Like most other programmers, I’ve been known from time to time to want to raze a codebase to the ground and rewrite it from scratch. The reason I don’t, of course, was aptly put by Joel Spolsky years ago. How could I ensure that nobody’s code would break? How can I know the functionality is the same?
The answer to that is usually “tests”, but if you rewrite from scratch, your old unit tests probably won’t even compile. I asked myself why not, why is it that the tests I wrote weren’t reusable. It dawned on me that the tests are coupled to the production code, which is never a good idea. Brittle tests are often worse than no tests at all (no, really). So how to make them malleable?

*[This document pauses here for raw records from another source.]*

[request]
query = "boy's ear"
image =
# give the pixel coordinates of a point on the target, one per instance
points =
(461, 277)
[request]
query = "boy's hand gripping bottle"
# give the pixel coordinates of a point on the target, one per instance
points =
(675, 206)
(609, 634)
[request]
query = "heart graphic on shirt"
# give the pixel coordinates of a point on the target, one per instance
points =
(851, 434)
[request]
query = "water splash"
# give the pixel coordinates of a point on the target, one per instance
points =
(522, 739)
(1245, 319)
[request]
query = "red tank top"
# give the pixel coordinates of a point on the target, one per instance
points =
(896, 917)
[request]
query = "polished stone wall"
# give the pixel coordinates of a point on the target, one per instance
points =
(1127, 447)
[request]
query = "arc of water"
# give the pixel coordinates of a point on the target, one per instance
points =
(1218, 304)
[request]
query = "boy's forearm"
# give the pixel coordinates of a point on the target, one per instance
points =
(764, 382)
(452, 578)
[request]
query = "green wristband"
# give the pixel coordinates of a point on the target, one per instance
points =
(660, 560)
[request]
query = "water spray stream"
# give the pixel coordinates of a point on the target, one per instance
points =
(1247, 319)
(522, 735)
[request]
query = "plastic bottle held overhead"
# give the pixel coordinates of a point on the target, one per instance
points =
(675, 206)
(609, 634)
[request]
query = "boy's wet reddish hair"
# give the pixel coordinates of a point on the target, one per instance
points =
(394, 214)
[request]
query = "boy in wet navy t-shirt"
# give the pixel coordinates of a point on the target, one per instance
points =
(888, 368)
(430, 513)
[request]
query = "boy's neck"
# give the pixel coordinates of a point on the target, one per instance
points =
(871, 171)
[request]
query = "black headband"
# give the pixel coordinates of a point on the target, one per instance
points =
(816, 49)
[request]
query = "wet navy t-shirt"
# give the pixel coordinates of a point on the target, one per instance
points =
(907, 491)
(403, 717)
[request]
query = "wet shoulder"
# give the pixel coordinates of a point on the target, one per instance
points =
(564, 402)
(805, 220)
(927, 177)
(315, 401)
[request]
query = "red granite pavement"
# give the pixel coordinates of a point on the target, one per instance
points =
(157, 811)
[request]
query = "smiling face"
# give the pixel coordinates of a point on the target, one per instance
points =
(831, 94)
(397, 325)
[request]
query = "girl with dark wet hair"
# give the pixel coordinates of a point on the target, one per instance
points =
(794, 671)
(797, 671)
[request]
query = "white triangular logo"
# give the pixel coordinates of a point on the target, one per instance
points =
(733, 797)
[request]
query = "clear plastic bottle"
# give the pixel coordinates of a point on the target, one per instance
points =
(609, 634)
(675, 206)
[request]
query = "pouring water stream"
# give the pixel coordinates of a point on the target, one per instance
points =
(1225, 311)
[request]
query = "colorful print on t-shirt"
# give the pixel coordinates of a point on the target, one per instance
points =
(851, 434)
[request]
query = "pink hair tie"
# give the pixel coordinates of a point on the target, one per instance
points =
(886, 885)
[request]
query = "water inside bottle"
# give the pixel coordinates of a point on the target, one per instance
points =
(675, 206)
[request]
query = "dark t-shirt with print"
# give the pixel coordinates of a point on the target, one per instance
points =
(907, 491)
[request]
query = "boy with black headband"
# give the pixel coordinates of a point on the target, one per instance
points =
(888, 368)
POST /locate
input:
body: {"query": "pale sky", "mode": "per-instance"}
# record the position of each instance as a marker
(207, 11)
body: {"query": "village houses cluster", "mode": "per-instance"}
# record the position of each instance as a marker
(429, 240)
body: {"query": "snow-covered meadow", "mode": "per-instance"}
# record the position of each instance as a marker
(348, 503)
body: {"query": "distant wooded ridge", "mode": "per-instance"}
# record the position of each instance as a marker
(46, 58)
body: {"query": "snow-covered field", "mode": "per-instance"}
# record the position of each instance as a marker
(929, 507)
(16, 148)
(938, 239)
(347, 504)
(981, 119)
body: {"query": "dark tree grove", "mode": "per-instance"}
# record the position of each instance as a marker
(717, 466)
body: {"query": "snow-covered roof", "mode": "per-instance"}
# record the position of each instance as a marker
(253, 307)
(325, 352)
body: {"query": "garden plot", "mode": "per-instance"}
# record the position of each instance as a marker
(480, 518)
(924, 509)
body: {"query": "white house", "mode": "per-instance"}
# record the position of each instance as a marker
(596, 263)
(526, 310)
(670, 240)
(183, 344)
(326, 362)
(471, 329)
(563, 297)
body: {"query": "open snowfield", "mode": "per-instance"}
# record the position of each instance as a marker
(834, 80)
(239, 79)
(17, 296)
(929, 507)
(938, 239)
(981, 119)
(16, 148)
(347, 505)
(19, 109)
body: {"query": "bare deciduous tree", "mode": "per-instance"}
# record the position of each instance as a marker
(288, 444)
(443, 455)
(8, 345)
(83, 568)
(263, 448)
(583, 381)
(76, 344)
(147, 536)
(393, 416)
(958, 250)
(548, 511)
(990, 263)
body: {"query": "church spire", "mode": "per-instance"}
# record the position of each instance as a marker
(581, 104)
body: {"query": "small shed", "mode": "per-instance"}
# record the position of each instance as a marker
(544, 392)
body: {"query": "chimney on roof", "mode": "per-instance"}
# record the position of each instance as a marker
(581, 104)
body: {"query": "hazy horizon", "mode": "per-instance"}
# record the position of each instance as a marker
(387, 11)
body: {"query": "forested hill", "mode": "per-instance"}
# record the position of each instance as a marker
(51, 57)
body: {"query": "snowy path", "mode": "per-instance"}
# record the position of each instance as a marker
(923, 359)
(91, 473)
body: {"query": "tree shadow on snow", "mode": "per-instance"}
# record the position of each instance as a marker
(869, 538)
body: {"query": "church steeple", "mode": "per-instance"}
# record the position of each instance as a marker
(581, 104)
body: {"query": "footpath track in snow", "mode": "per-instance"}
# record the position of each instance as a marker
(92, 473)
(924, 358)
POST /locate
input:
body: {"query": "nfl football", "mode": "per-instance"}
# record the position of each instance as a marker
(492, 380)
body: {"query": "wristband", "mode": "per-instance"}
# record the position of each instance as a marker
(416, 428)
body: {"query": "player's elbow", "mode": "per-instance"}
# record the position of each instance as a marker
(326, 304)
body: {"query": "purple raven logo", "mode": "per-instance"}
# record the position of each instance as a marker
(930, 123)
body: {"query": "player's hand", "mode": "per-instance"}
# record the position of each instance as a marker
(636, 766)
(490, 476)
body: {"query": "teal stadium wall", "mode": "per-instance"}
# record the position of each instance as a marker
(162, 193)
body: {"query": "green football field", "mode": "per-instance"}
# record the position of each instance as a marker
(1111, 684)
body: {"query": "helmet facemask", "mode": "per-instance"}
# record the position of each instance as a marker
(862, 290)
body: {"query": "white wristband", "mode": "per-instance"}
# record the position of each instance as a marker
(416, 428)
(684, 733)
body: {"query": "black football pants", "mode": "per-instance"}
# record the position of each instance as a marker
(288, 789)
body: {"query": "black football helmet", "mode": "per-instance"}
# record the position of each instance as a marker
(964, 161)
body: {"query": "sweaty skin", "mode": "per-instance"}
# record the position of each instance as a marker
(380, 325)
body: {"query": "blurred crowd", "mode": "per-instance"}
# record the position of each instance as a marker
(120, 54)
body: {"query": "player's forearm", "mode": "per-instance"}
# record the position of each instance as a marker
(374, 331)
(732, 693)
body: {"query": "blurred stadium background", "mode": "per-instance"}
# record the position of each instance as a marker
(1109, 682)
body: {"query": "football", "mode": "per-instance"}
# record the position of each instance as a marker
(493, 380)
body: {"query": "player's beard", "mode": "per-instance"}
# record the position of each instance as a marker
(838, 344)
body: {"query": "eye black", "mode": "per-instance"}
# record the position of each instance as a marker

What one does is to take a page from Cucumber and write all tests using a DSL, avoiding at all costs specifying how anything is getting done and focussing on what. In Lisp-y syntax, avoid:
(write-to-file "foo.txt" "foobarbaz") (open-file "foo.txt") (run-program "theapp" "foo.txt" "out.txt") (setq result parse-output "out.txt") ;; assertion here on result
(with-run-on-file "theapp" "foo.txt" "foobarbaz" "out.txt" result ;; assertion here on result
Less code, easier to read, probably more reusable. There are certainly better examples; I suggest consulting Cucumber best practices on how to write tests.
Not every language will offer the same DSL liberties and so your mileage may vary. Fortunately for me, the two languages I’d been writing tests in were Emacs Lisp and D, and in both of those I can go wild.